Can you make jalapeño poppers ahead?
We’ve found that baked jalapeño poppers reheat surprisingly well in the microwave, so you can totally make them earlier in the day and reheat quickly in the microwave, in small batches if you like, right before serving (or replenishing them on the buffet).
We don’t recommend chilling them after topping with panko, since they’ll lose their crunch. But they’ll do fine on the counter in a cool kitchen for quite a few hours.
Psst…see also Jalapeño Popper Dip
For an even more low-maintenance version of jalapeño popper happiness that’s great for game day and baaaasically any party where you want to make new friends, check out our Jalapeño Popper Dip. Our friends nicknamed this recipe Crack Dip the first time we brought it to a party and have been asking for it ever since. We especially love it with hint of lime tortilla chips.

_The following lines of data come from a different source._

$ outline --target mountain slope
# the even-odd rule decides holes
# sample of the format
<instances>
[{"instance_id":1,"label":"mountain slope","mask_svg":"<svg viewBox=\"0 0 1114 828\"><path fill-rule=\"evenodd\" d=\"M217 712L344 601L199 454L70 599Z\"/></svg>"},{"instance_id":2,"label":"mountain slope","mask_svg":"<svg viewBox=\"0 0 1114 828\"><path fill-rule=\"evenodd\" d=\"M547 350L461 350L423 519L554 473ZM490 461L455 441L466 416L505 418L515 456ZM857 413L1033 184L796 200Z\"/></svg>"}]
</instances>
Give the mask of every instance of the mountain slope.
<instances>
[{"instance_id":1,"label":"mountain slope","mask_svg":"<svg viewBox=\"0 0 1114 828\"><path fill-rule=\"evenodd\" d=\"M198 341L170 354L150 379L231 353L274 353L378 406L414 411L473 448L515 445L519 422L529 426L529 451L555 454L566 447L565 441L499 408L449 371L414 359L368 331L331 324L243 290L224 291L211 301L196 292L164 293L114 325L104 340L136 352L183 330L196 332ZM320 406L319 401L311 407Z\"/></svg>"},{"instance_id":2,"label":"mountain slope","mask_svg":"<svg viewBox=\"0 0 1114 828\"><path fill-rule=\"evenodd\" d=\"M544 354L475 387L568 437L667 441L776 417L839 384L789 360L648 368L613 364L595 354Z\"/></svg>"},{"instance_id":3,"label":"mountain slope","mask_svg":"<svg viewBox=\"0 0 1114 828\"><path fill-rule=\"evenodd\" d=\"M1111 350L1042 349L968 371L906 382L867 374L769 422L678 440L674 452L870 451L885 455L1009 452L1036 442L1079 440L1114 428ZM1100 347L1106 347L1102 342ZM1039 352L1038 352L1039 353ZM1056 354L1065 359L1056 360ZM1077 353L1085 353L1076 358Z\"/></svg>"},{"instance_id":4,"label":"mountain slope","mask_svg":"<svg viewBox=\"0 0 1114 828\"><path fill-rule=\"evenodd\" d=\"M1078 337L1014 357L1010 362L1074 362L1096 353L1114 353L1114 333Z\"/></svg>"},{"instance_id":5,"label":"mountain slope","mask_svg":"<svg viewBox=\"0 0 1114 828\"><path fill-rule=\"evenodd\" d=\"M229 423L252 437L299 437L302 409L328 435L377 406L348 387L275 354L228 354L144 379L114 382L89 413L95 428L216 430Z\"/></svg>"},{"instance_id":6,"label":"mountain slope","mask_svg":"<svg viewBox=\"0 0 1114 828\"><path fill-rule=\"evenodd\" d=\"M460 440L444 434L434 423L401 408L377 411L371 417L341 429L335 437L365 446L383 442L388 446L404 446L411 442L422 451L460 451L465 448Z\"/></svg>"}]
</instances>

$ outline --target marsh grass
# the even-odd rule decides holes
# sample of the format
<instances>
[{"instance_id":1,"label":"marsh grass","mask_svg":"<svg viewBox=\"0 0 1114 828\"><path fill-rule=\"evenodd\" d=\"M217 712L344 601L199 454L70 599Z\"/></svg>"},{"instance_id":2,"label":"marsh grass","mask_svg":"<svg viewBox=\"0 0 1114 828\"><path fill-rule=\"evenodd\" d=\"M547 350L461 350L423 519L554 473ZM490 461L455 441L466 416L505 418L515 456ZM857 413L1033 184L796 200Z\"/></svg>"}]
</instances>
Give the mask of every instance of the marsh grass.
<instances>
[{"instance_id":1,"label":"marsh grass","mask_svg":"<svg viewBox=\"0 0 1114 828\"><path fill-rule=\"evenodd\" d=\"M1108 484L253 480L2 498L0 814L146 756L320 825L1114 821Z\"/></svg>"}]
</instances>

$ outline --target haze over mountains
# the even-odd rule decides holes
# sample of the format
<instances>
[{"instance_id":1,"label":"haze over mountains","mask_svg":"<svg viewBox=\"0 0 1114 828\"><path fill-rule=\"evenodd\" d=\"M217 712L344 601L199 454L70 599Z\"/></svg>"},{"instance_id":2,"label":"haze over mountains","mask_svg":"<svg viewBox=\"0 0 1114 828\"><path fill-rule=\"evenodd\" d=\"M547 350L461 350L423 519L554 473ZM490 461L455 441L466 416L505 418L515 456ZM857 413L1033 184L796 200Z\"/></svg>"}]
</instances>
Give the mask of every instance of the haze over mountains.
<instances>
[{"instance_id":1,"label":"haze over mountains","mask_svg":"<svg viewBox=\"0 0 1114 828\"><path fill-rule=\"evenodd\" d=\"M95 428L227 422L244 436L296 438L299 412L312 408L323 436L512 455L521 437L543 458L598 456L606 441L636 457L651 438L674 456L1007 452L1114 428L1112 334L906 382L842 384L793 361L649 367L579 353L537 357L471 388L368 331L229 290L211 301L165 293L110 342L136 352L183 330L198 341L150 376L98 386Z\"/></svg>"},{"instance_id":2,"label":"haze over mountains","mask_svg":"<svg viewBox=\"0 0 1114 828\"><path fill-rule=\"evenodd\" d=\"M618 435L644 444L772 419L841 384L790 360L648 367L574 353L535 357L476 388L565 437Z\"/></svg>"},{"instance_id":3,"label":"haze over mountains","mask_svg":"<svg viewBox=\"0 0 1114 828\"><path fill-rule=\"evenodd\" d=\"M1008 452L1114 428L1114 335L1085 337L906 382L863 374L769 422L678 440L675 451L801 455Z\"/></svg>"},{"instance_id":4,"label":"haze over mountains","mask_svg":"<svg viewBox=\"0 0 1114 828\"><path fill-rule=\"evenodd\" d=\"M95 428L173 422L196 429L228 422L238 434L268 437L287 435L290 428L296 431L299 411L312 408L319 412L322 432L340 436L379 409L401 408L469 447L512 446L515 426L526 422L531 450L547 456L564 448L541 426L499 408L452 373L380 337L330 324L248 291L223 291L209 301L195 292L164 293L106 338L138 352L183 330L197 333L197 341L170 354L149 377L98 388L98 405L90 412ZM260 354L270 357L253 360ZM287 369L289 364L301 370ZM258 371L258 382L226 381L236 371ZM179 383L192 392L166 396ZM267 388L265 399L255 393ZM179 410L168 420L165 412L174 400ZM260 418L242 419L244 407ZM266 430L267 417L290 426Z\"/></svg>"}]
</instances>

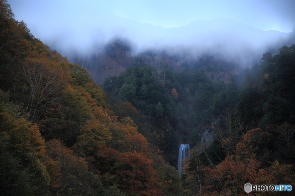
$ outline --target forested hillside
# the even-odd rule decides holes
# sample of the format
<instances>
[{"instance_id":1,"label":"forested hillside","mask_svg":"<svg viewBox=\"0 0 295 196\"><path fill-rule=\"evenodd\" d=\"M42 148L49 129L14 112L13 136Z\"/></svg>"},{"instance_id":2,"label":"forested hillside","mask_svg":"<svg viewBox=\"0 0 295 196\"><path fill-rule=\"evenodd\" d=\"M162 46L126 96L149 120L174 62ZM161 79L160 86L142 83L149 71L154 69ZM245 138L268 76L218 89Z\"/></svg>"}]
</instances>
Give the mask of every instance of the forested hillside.
<instances>
[{"instance_id":1,"label":"forested hillside","mask_svg":"<svg viewBox=\"0 0 295 196\"><path fill-rule=\"evenodd\" d=\"M246 194L248 182L295 187L294 45L237 73L208 57L202 69L164 62L160 72L135 60L102 89L35 38L6 1L0 8L1 195L234 196ZM107 55L117 58L114 51ZM192 150L180 176L184 143Z\"/></svg>"}]
</instances>

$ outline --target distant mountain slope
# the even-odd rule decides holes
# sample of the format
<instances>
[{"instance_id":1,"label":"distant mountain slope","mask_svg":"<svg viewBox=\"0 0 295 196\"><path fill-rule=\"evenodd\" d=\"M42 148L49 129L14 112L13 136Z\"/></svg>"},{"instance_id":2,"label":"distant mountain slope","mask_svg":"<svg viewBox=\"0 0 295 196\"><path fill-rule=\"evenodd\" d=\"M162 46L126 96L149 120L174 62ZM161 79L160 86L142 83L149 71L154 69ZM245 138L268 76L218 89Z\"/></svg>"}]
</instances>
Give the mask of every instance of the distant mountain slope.
<instances>
[{"instance_id":1,"label":"distant mountain slope","mask_svg":"<svg viewBox=\"0 0 295 196\"><path fill-rule=\"evenodd\" d=\"M263 31L229 19L193 21L170 28L120 19L121 29L113 31L117 32L112 39L94 44L87 52L65 46L59 49L61 46L54 42L49 46L87 69L100 84L106 77L143 63L155 66L158 72L165 65L176 71L212 70L214 72L208 76L214 75L212 79L226 82L230 72L219 75L216 72L238 73L241 68L258 62L266 52L275 53L282 45L295 42L292 33Z\"/></svg>"}]
</instances>

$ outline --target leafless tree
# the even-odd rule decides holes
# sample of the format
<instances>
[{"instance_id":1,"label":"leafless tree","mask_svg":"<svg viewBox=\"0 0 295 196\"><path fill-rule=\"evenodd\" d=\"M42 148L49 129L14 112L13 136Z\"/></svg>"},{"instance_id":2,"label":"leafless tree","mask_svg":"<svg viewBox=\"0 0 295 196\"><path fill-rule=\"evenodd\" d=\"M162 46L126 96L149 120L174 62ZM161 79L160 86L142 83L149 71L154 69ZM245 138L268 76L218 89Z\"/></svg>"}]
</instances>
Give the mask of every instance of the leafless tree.
<instances>
[{"instance_id":1,"label":"leafless tree","mask_svg":"<svg viewBox=\"0 0 295 196\"><path fill-rule=\"evenodd\" d=\"M62 97L62 84L65 76L51 63L53 64L31 59L22 63L25 91L28 95L26 109L33 121Z\"/></svg>"}]
</instances>

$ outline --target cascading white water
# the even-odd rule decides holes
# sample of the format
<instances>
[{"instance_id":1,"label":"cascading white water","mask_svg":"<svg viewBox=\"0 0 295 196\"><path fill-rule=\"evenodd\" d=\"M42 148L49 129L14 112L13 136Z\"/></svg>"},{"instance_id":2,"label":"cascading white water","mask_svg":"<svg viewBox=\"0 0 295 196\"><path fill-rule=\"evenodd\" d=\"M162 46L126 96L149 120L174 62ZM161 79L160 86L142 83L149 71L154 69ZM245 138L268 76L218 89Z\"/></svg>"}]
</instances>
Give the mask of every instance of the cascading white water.
<instances>
[{"instance_id":1,"label":"cascading white water","mask_svg":"<svg viewBox=\"0 0 295 196\"><path fill-rule=\"evenodd\" d=\"M179 146L179 153L178 155L178 172L180 175L181 175L182 160L186 158L189 151L190 150L189 144L182 144Z\"/></svg>"}]
</instances>

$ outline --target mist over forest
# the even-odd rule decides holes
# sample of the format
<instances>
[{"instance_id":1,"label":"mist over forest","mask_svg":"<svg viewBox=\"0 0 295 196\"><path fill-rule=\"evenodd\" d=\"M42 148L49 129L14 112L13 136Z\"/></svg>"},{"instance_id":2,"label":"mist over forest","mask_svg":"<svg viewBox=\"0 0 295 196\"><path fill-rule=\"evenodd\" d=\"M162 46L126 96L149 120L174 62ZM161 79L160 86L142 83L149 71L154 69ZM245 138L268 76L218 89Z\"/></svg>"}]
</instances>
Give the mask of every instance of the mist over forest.
<instances>
[{"instance_id":1,"label":"mist over forest","mask_svg":"<svg viewBox=\"0 0 295 196\"><path fill-rule=\"evenodd\" d=\"M0 0L1 195L294 195L295 25L277 30L294 2L174 2L244 22L160 6L169 24L153 3L16 1Z\"/></svg>"},{"instance_id":2,"label":"mist over forest","mask_svg":"<svg viewBox=\"0 0 295 196\"><path fill-rule=\"evenodd\" d=\"M204 71L210 66L238 74L259 62L263 53L275 54L281 46L290 46L295 38L291 32L263 31L221 18L170 28L122 20L124 33L117 30L108 39L94 39L91 44L82 44L83 49L70 44L70 36L46 43L88 70L101 85L106 77L118 75L138 61L156 67L159 73L167 64L177 71L188 68ZM228 82L230 77L227 75L219 79Z\"/></svg>"}]
</instances>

- 8 large jalapeño peppers
- 8 ounces cream cheese, at room temperature
- 1 small shallot, minced
- 3/4 teaspoon fine sea salt, divided
- 2 ounces extra-sharp cheddar cheese, shredded
- 1 tablespoon butter
- 1/4 cup panko breadcrumbs
- Preheat oven to 400°F with a rack in the center. Line a rimmed baking sheet with parchment.
- Wearing latex gloves, slice each jalapeño in half lengthwise. Scoop out and discard seeds. The heat of jalapeños comes from the capsaicin in the white inner membranes. We usually remove all or most of this, too, so kids can enjoy this dish. If you want more heat, leave some or all of the white ribs intact.

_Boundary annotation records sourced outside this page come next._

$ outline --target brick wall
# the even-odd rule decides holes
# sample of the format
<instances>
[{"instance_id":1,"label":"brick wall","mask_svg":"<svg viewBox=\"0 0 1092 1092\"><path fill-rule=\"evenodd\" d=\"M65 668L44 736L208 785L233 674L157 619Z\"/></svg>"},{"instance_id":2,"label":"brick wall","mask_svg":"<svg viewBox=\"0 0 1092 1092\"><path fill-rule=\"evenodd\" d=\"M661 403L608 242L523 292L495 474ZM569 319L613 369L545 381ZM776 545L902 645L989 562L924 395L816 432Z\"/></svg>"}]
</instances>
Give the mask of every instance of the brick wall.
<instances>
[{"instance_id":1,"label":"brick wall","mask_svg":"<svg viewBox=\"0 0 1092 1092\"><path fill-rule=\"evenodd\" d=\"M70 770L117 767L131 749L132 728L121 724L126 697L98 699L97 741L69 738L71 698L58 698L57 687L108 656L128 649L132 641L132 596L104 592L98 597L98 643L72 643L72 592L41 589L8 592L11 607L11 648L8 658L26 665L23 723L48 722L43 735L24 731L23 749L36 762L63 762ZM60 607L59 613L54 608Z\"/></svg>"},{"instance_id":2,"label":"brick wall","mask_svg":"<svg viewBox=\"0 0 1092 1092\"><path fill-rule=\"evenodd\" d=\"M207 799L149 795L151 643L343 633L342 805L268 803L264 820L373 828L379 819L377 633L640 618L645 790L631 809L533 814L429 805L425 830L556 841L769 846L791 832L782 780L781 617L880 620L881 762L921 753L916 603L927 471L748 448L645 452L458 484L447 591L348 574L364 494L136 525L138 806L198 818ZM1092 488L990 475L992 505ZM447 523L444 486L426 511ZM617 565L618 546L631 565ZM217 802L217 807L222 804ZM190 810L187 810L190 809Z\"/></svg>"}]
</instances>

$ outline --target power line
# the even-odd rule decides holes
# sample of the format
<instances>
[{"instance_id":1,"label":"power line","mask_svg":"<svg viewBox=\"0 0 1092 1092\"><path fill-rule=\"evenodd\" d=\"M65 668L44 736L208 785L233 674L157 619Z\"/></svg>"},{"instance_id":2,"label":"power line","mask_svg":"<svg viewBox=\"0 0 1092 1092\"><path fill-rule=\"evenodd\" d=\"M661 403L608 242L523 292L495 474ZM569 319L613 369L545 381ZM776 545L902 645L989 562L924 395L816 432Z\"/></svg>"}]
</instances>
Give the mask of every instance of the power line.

- In a medium mixing bowl, stir together the cream cheese, shallot, and 1/2 teaspoon of the salt.
- Spoon some of the mixture into each jalapeño half and smooth the top.
- Place stuffed jalapeños on lined baking sheet and sprinkle with grated cheddar. Place in oven for about 15 minutes, until peppers have softened and cheese is soft and bubbly. Then switch the oven to broil to brown the tops a bit. This will only take a minute or two.
- While the poppers bake, melt the butter in a small frying pan over medium heat. Add the panko and remaining 1/4 teaspoon salt and cook, stirring frequently and watching carefully, until lightly browned. (Panko tends to hang out at the pale stage for minutes up on minutes and then burn in a flash, so pay attention.)
- Sprinkle a little of the panko on top of each popper and serve warm.